Mit einer tiefen Verbeugung küßte er der Herzogin die Hand, und mit denselben unsichertastenden Schritten, die linke Hand auf dem verpflasterten Auge, suchte er die Türe, die sich, auf ein Glockenzeichen der Herzogin, wieder beidflügelig auftat. Sie mußte sich dennoch nicht vor dem Herzog geöffnet haben, denn ein Page trat ein, er war in weißen Strümpfen, in ebensolchen Atlashöschen und orangefarbenem Rock. Mit einer silbernen Platte, worauf ein Papier lag, näherte er sich dem Regenten.

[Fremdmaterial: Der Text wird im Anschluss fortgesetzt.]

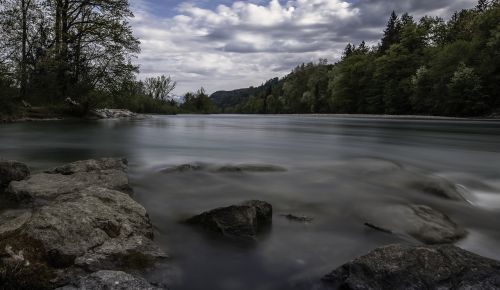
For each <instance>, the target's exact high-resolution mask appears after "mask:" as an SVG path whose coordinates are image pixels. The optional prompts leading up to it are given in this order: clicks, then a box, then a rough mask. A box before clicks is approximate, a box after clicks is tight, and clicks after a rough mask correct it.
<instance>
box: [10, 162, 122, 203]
mask: <svg viewBox="0 0 500 290" xmlns="http://www.w3.org/2000/svg"><path fill="white" fill-rule="evenodd" d="M126 168H127V164H126V160H123V159H111V158H106V159H99V160H86V161H77V162H74V163H70V164H67V165H63V166H60V167H57V168H54V169H51V170H48V171H46V172H45V173H39V174H35V175H32V176H31V177H30V178H28V179H26V180H23V181H19V182H15V181H14V182H11V184H10V186H9V188H8V189H7V194H8V195H10V196H11V197H12V198H14V199H16V200H19V201H29V202H38V203H45V202H47V201H50V200H52V199H54V198H56V197H58V196H60V195H64V194H68V193H72V192H76V191H79V190H82V189H86V188H88V187H90V186H98V187H101V188H107V189H112V190H118V191H122V192H127V193H130V192H131V191H132V190H131V188H130V185H129V180H128V176H127V172H126Z"/></svg>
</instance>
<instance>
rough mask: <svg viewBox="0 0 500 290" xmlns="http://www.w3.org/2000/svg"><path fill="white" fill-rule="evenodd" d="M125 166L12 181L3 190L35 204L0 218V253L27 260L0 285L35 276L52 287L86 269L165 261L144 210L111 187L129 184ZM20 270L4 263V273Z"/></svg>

»Potzdonner,« rief dieser, nachdem er einen Blick auf das Blatt geworfen, und dann gegen die Herzogin gekehrt: »Der Kardinal ist da, er meldet sich in dringlicher Angelegenheit, würdet Ihr erlauben ...«

Das unschöne Gesicht der Regentin-Mutter verfinsterte sich, die groben Züge nahmen einen versteinerten Ausdruck an.

»Zu Euren Diensten,« sagte sie hart; »ich bin bereit, mich zurückzuziehen.«

»Ich lasse Seine Eminenz bitten,« sprach der Regent.